Missing information on plasma vitamin C levels of some adults was due to no detectable signal of a vitamin C assay. Exclusion of these individuals just because of the missing information would result in loss in the lowest end of the distribution of vitamin C, which would be invalid. An imputed value would be its detection limit (or half of its detection limit, for instance).
In an exercise trial measuring maximal oxygen uptake at three time points (baseline, 4 weeks, and 8 weeks), some participants could not show up at the endpoint but did consent to use of collected data by 4 weeks.
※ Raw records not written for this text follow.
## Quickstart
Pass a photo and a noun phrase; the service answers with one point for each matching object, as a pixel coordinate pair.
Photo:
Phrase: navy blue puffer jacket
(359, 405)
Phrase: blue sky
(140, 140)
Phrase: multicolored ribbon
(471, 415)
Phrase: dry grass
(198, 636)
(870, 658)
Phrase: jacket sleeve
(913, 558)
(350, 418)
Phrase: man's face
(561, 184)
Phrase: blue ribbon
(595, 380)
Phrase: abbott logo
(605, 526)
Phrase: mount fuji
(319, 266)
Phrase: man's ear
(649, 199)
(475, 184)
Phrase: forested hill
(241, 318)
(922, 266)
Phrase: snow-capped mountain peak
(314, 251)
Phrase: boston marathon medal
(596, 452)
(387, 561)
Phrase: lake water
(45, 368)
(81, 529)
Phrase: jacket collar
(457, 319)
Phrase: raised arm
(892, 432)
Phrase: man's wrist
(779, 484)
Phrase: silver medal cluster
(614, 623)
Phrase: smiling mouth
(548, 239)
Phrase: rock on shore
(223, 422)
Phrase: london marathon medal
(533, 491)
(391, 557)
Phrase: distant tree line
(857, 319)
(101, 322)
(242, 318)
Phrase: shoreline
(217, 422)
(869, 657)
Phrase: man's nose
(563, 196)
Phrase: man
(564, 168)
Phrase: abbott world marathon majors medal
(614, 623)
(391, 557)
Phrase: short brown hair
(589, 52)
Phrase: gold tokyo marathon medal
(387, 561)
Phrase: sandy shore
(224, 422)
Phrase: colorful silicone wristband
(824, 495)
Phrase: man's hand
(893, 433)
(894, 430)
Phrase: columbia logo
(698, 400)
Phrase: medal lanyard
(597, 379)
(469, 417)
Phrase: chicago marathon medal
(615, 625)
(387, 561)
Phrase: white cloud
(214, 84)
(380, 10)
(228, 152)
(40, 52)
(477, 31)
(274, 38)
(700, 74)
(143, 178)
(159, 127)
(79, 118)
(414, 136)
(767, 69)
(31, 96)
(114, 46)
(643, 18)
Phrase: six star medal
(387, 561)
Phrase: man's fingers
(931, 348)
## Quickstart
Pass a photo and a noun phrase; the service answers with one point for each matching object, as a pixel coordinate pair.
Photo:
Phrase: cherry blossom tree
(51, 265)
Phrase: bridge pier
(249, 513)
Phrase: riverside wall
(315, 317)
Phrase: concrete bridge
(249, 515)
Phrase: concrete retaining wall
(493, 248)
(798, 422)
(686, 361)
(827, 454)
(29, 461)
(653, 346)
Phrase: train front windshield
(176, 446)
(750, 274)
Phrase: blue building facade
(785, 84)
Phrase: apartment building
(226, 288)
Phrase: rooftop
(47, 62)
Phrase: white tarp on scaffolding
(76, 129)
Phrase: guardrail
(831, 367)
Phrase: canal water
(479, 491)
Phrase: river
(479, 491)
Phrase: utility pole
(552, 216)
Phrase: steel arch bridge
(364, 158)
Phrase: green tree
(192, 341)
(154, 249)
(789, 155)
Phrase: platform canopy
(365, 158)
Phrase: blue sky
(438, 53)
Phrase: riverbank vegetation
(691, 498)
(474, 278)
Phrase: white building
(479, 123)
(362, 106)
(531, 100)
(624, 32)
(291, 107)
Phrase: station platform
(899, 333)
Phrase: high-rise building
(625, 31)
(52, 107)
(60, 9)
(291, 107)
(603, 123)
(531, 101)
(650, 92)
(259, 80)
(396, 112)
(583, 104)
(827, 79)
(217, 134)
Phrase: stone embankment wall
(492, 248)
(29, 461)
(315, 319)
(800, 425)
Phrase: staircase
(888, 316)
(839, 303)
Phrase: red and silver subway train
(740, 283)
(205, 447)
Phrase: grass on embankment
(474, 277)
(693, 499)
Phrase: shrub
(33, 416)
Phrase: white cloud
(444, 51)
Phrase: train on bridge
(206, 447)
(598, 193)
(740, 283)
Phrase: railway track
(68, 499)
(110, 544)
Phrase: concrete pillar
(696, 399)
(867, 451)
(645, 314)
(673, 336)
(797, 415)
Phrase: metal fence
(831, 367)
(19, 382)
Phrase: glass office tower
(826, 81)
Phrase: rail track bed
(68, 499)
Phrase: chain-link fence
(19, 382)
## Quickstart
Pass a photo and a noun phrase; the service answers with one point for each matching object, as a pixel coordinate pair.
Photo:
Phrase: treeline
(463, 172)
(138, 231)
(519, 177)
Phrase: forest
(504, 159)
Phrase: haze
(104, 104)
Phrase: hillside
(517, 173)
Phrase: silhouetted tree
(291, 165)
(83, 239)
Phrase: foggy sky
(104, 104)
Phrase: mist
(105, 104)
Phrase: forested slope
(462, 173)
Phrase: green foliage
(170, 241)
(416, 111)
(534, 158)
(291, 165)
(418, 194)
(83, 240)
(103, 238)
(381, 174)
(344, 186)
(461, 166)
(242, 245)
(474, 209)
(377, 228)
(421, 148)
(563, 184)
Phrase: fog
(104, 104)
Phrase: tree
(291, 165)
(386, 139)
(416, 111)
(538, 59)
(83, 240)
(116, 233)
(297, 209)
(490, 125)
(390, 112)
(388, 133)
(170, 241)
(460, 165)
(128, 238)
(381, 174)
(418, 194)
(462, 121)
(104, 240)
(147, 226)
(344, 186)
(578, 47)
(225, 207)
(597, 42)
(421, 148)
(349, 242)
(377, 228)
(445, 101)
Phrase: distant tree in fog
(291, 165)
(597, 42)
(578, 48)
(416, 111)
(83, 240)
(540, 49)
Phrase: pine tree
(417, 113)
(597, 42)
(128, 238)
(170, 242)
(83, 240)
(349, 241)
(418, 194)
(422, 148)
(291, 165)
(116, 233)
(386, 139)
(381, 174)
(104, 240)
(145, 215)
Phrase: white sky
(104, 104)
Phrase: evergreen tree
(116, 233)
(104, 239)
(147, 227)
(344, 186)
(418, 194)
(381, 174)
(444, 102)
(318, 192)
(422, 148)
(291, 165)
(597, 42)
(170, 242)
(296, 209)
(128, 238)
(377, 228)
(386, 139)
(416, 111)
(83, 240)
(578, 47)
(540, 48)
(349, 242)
The endpoint results at 8 weeks may be imputed with the results at 4 weeks (‘last observation carried forward’). Using this imputation, the analysis can be said ‘intention to treat’ analysis.
Imputation of means or medians of a continuous variable is generally discouraged, because this shrinks variability of the variable.
For categorical variables, a missing category is often used. For missing information on BMI, for example, four categories may be the option: < 25 kg/m², 25-29.9 kg/m², ≥30 kg/m², and ‘unknown’. But this is generally not recommended. It often loses continuous information.
Missing information can be imputed with regression analysis. For example, if waist circumference were missing among 5% of a study population, but BMI were available among all, waist circumference could be imputed by a linear regression model predicting waist circumference by BMI and other available variables (e.g. age, sex).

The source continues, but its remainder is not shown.